You learn some things in nursing school. You learn more things when you’re actually nursing. Some of those things are useful, in an abstract way: Bicarbonate can protect the kidneys after a CT scan with contrast. Other things are useful in a much more immediate way: Taking an overdose of acetaminophen is a bad, bad way to commit suicide.
So never will I ever again…
1. Be without some over-the-counter anti-nausea aid, like Dramamine or Bonine. You’d think it would be obvious, but it wasn’t obvious to me for years, how much of a difference not vomiting can make to a person’s general well-being.
2. Take acetaminophen or any medication containing it on the regular. If Tylenol were put forward for testing today, it probably wouldn’t be allowed to be sold over the counter. The effective dose and the toxic dose are close enough that I don’t feel comfortable taking the stuff on even an occasional basis.
3. Drive with even one drink in my system. I wasn’t a big drinker before nursing school and I’m not one now. (We’ll give the intervening years a pass, shall we?) Even in the depths of Scotch Discovery, though, I refused—and still do—to drive when I’ve had anything that’ll affect my level of alertness. That includes alcohol, diphenhydramine and any other medication until I know what it does to me. The brain is a precious thing, and so far we haven’t worked out a transplant system.

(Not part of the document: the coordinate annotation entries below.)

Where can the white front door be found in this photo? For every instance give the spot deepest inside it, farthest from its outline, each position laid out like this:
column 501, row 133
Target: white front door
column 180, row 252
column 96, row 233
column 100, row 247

4. Not have “DONOR” stamped big and bold on every piece of ID I have. I’ve seen too many people who’ve been helped by donations of organs, tissues, corneas, you name it, to not want to scavenge anything left of me after the Great Trumpet blows.
5. Ignore small, everyday risks in favor of large, controllable ones. One of the things you learn as a nurse is how to assess risk. I drive just under eighty miles a day on one of the busiest highways in the U.S. four days a week, and I am not yet dead. This helps me assess my risk when it comes to things like surgery, cancer risk, the likelihood of getting eaten by a hippopotamus or whether or not a particular attending might yell at me. Nursing has taught me to figure the odds; I do that more often than I’d like to admit. Especially when it comes to that one attending.
What have you sworn to never do again—or always do—now that you’re a nurse? I’m particularly interested in what Old Nurses have to say on this subject.